In a typical election year, donors whose candidates have dropped out of the race funnel additional contributions to another candidate in the same party.
But this presidential election is different. Of the donors who gave at least $200 to Jeb Bush, Gov. John Kasich, Gov. Chris Christie or Senator Lindsey Graham in the Republican primaries, more of them have also contributed to Mrs. Clinton than to Mr. Trump, according to Federal Election Commission filings through June.
People who give to multiple candidates are a small percentage of Republican donors. Of the donors to Mr. Bush who also gave to one of the current nominees, 303 — more than 2 percent of the total — gave to Mrs. Clinton. Less than 1 percent of them gave money to Mr. Trump, the filings showed.

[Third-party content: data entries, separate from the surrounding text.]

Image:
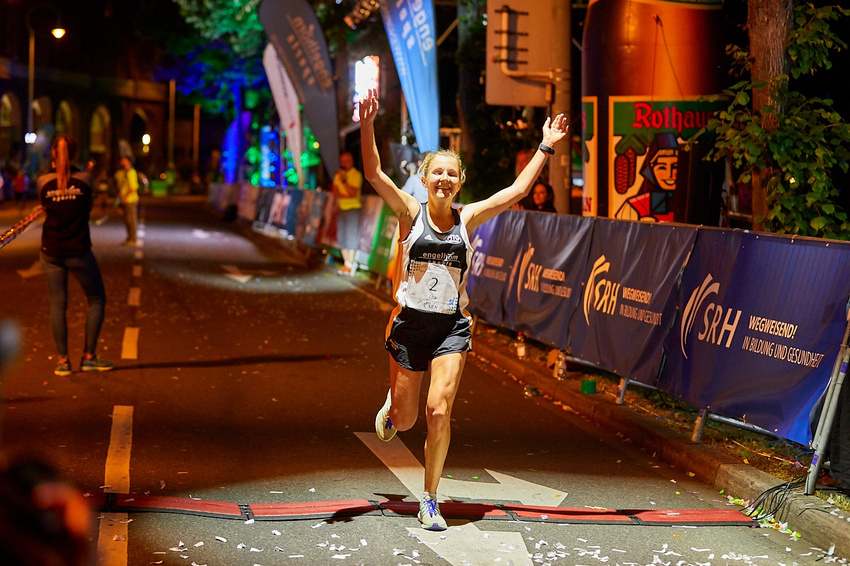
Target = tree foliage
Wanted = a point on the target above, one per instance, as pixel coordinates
(803, 141)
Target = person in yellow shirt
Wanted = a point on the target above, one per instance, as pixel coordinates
(348, 182)
(127, 181)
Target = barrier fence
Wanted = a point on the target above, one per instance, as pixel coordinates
(740, 324)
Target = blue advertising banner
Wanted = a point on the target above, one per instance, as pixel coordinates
(761, 320)
(546, 276)
(412, 36)
(293, 29)
(495, 243)
(628, 305)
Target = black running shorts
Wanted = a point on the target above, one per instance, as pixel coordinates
(416, 337)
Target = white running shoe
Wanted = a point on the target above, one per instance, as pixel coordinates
(429, 515)
(383, 425)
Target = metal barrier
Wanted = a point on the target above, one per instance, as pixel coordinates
(20, 226)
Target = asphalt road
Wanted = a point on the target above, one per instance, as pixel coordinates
(246, 374)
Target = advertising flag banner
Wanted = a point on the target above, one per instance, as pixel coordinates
(495, 243)
(286, 102)
(628, 305)
(293, 29)
(546, 276)
(761, 318)
(413, 41)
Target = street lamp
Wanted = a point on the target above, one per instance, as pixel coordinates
(58, 32)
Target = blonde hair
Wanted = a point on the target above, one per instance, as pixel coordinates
(429, 157)
(64, 149)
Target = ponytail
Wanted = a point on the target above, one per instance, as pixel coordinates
(64, 149)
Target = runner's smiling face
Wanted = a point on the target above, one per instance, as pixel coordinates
(443, 177)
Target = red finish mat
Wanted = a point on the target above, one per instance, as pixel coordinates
(451, 510)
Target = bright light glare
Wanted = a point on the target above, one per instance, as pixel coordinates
(367, 74)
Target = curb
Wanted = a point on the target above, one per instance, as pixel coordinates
(819, 524)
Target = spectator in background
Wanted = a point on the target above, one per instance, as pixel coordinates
(348, 182)
(19, 185)
(542, 197)
(127, 182)
(66, 195)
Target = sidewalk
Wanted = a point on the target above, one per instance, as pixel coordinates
(820, 525)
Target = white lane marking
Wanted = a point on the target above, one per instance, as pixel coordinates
(465, 544)
(130, 344)
(113, 532)
(404, 465)
(117, 477)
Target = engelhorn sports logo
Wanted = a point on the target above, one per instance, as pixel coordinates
(711, 317)
(529, 273)
(602, 294)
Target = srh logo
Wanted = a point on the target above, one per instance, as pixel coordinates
(717, 321)
(529, 273)
(600, 295)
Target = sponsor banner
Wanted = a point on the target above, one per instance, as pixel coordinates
(412, 35)
(495, 243)
(299, 41)
(628, 304)
(313, 226)
(761, 320)
(286, 103)
(545, 279)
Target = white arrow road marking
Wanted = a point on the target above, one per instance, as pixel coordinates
(32, 271)
(465, 544)
(241, 276)
(236, 274)
(404, 465)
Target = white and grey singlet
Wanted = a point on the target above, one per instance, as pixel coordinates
(433, 267)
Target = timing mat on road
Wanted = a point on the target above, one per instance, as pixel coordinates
(333, 510)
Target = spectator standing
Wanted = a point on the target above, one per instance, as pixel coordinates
(347, 185)
(19, 186)
(127, 182)
(66, 195)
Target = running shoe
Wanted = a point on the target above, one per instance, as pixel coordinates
(63, 368)
(95, 364)
(383, 425)
(429, 515)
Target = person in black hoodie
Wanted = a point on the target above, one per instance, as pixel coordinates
(66, 194)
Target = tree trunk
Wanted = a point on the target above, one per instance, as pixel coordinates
(769, 22)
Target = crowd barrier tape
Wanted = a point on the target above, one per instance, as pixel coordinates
(742, 324)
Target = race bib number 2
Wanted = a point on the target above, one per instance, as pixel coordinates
(432, 287)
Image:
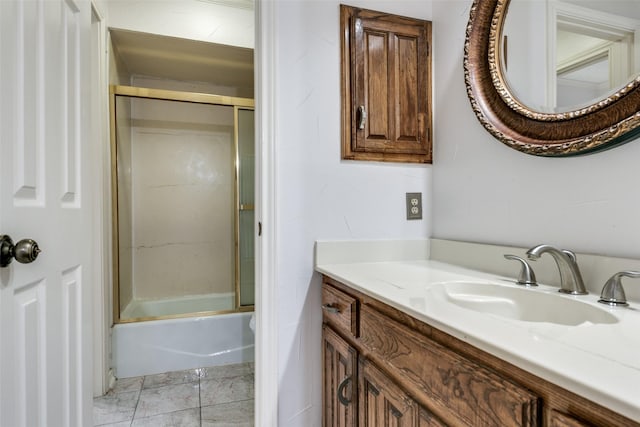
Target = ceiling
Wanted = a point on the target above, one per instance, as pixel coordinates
(184, 60)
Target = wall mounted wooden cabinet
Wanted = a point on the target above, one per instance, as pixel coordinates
(386, 87)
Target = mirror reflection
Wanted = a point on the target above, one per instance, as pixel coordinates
(558, 56)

Those crossover donations are adding up. Mrs. Clinton has received $2.2 million from donors to candidates who dropped out of the Republican presidential primary, about $600,000 more than Mr. Trump has received from such donors, the filings showed.
Donors do not always adhere to their candidate’s lead. Since February, when Mr. Christie endorsed Mr. Trump, 103 of the governor’s donors have given to Mrs. Clinton and 49 have given to Mr. Trump.
Usually, donors to losing candidates in the Republican primary give more to the eventual nominee.
In previous years, donors to Republican candidates who dropped out of the race contributed to the nominee in fairly high percentages. But donors to Mr. Trump’s primary opponents are backing him at a historically low rate.
Only 2 percent, on average, had made a contribution to Mr. Trump’s campaign by July, according to the most recent fund-raising figures the campaigns have filed with the commission. Donors to more moderate Republican establishment candidates gave at the lowest rate, the filings showed.
In 2012, donors who had backed Representative Ron Paul gave at a rate of less than 2 percent to Mitt Romney, the Republican nominee.
Mr. Trump has received money from a smaller proportion of his party’s donors than any candidate since 1980, the filings showed.
In the primaries, he was competing against an unusually large field and started fund-raising much later than most candidates after initially promising to self-fund his campaign.